La CGT considère que la bonne gestion du corps passe par un suivi régulier de la situation des agents permettant de tirer vers le haut le classement dans l’emploi. Pendant des décennies il a fallu batailler pour obtenir des changements d’emploi permettant la reconnaissance de la qualification, l’accroissement de celle-ci chez les agents, ainsi que la part des responsabilités exercées.

La CGT rappelle que le REOM, discuté en CPO et validé en CT en 2014, adopté le 21 mars 2015 après un simulacre de présentation en CA, n’a pas encore été appliqué aux agents concernés pour la simple raison que l’administration a reculé devant le travail de sape exercé par le CF , travail de sape qui rend particulièrement pénible toute opération administrative, même la plus bénigne en apparence.

En fait, le pourquoi de la précipitation pour cette campagne de changements d’emploi tient dans la volonté de l’administration de rattraper le temps perdu du fait des freins de Bercy, conjuguée à un manque de considération vis à vis des agents, aggravée par l’état d’un encadrement qui jongle entre surcharge de travail et méconnaissance des statuts et des règles des personnels sous ses ordres.

Non, il n’y a aucune fatalité au recul social : en s’organisant, en se mobilisant, en réfléchissant aux buts réels de l’État-employeur, on peut renverser le cours des choses.

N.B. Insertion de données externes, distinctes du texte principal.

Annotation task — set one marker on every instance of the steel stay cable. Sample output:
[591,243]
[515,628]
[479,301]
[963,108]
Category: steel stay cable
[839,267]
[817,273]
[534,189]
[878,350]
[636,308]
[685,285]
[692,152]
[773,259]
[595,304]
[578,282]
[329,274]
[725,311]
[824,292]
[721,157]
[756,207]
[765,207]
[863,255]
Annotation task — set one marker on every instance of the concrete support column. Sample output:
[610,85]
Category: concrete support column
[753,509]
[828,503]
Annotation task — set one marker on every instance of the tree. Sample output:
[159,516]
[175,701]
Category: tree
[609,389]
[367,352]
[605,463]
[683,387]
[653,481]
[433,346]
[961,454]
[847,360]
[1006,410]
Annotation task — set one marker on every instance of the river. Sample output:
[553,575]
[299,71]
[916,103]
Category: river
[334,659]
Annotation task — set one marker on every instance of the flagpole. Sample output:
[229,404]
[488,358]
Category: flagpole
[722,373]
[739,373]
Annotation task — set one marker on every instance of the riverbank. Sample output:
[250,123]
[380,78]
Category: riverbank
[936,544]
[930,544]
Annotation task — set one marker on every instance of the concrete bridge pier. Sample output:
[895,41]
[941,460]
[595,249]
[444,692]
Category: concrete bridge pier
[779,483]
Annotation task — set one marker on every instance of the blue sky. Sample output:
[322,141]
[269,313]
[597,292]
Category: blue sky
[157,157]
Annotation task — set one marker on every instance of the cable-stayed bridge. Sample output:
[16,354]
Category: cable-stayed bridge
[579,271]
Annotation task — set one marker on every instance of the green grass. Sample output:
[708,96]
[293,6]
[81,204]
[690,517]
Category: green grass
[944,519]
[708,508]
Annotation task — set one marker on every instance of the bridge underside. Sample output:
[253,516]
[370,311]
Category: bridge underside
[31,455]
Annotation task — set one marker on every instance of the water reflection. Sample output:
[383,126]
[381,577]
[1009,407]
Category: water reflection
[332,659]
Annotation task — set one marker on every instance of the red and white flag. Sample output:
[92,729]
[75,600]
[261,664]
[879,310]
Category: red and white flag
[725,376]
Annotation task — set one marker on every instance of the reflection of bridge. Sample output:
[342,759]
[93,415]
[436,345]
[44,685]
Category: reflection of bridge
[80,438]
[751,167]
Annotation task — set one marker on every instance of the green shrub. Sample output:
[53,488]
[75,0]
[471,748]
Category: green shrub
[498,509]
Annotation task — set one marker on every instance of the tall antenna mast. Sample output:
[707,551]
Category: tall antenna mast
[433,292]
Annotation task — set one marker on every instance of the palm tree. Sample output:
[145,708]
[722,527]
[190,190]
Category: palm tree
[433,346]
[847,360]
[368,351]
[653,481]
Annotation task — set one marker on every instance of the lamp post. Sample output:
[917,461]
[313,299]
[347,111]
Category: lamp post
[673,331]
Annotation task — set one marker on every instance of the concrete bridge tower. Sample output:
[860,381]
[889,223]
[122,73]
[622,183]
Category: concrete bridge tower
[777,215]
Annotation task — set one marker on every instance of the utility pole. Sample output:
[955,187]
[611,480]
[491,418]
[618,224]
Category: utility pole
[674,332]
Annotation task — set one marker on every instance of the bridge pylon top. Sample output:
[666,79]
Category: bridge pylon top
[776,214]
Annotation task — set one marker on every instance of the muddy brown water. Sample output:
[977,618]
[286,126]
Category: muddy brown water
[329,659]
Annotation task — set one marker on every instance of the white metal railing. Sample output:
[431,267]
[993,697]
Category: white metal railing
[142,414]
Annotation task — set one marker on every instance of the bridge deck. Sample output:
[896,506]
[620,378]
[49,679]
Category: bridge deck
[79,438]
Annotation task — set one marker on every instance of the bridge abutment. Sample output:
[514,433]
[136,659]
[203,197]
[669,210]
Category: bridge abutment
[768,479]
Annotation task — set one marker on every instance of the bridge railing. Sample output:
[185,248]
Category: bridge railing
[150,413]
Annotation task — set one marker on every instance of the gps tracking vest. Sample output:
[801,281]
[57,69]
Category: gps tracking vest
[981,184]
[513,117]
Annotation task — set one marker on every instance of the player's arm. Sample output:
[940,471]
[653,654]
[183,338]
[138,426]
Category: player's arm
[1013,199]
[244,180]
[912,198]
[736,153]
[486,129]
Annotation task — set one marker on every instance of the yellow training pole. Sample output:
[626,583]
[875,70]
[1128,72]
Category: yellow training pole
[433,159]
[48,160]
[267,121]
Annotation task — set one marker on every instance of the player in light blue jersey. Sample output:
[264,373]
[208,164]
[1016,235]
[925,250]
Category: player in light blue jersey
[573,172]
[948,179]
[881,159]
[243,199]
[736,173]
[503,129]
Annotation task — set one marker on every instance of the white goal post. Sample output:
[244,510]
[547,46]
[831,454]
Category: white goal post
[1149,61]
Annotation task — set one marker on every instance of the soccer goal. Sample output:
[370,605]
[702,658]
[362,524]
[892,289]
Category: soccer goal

Saint-Mandé, le 3 octobre 2016

Post-scriptum :

Pour ceux qui disent que les ouvriers coûtent trop cher, on rappellera quelques faits concrets :

– en 20 ans, le corps ouvrier est passé de 1300 agents à 631 agents (décompte 2016) ;

– depuis le 1er octobre 2010, les salaires des ouvriers sont bloqués et l’espoir d’une augmentation de 0,6 % analogue à celle obtenue par les fonctionnaires au 1er juillet, est en attente au « guichet unique » de Bercy. Pendant ces six années, le taux de cotisation retraite a progressé sans compensation, amenant à un net diminué pour un brut inchangé.

– en 25 ans, l’externalisation du support a été menée tambour battant ;

– et durant ce tout ce temps, l’évolution technique de la production de données géographiques a fait exploser les gains de productivité.